XML Sitemaps are one great way to show Google and other search engines which pages are important to you. Using sitemaps, you can highlight to search engines new pages you’ve recently added to your website or show which pages have had updated content. Our viewpoint strongly supports the idea that sitemaps can significantly amplify your website’s visibility on Google. However, it’s essential to acknowledge that erroneous sitemaps, particularly those containing links to non-indexable pages, can yield adverse effects.
When non-indexable pages find their way into your sitemaps, it can lead to a detrimental impact on your search rankings. This occurs because search engines allocate their crawl budget to these non-indexable pages, diverting resources from discovering new and relevant content. That is, Google and other search engines will visit non-indexable pages whose content cannot be included in the SERP, instead of scanning those pages that can be displayed in search results.

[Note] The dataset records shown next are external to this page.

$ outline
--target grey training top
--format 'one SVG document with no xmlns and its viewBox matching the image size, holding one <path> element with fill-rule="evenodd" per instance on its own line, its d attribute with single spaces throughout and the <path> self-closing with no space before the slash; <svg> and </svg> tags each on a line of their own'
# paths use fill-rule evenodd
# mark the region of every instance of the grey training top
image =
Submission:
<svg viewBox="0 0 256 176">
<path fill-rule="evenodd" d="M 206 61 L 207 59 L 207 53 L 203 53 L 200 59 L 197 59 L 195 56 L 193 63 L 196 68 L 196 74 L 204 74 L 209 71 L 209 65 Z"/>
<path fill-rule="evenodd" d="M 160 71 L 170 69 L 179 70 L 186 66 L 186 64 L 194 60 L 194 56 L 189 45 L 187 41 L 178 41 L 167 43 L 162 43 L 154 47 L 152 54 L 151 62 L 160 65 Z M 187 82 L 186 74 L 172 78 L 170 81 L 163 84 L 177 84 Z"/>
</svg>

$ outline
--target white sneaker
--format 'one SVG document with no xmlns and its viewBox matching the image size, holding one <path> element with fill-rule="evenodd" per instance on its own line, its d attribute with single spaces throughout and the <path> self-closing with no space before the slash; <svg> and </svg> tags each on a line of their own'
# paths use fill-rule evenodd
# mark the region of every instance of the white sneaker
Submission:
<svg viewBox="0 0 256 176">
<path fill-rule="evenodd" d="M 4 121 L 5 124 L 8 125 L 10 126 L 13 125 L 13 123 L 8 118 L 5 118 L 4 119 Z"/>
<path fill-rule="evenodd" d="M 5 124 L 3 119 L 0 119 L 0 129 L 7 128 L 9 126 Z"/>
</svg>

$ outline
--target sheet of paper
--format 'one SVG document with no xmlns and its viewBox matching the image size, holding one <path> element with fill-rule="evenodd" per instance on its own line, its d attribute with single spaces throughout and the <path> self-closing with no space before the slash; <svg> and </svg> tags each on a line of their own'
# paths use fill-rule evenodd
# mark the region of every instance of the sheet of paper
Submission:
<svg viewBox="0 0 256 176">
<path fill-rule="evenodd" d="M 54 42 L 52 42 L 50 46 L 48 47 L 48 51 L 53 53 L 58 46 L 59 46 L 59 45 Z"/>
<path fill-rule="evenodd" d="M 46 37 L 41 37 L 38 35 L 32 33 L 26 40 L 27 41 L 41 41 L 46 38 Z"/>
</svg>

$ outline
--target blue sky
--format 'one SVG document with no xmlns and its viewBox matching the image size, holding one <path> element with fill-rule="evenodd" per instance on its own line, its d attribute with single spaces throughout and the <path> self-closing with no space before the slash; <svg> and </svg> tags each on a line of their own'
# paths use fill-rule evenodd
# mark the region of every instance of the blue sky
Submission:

For a comprehensive detection of non-indexable pages in your sitemaps, we recommend harnessing the capabilities of our robust SEO crawler, JetOctopus. Here’s how you can go about it.
1. Launch a new crawl by clicking the “New crawl” button and opt for the “Sitemaps only” mode.
Next, in the “URL” field, enter its URL of your home page. Please don’t get confused: here you don’t need to enter links to sitemaps, but rather you need to insert a link to the home page of the site whose sitemaps you want to analyze. You need to add links to your sitemaps in the “Sitemaps” field below.
Make additional crawl settings. Since you want to detect non-indexable pages, deactivate the “Respect robot rules” checkbox.
Start the crawl.
After the crawl is complete, go to the crawl result and go to the “Sitemap URLs” data table. There you will see a separate data table “Non-indexable pages”. Click on this data table to go to the results and see what non-indexable pages are in your sitemap.
Please note that this data table uses the filter “Is indexable” – “No”, which means that this list will show all pages that cannot be crawled and indexed by search engines, in particular, pages that return a 404 status code , are canonicalized, etc.
But if you want to detect pages that are not indexable due to meta robots or X-robots tag, select the desired filter “Is meta robots indexable” – “No” or “Is X-robots tag indexable” – “No”.
As a result, you will see a detailed list of pages that are non-indexable due to meta robots or X-robots tags that contain noindex.
You can export the data table by clicking on the “Export” button and selecting the desired format. It can be Excel, CSV, or you can export data directly to Google Sheets.
Please also note that you can filter out all URLs that are indexable from the current sitemap by using the filter “Is indexable” – “Yes” and export them to the sitemap. You can upload the updated sitemap to the root of your website, replacing the sitemap with non-indexable links.
In dealing with non-indexable URLs within your sitemaps, it’s imperative to expunge them. This can be accomplished by collaborating with developers to eliminate these URLs or by generating a new sitemap via JetOctopus. Subsequently, the updated sitemap can be submitted to Google, facilitating a more effective indexing process.
In summation, XML Sitemaps wield substantial influence in the realm of technical SEO. Optimizing them by removing non-indexable links can enhance your website’s overall search engine visibility and ensure efficient crawling and indexing processes.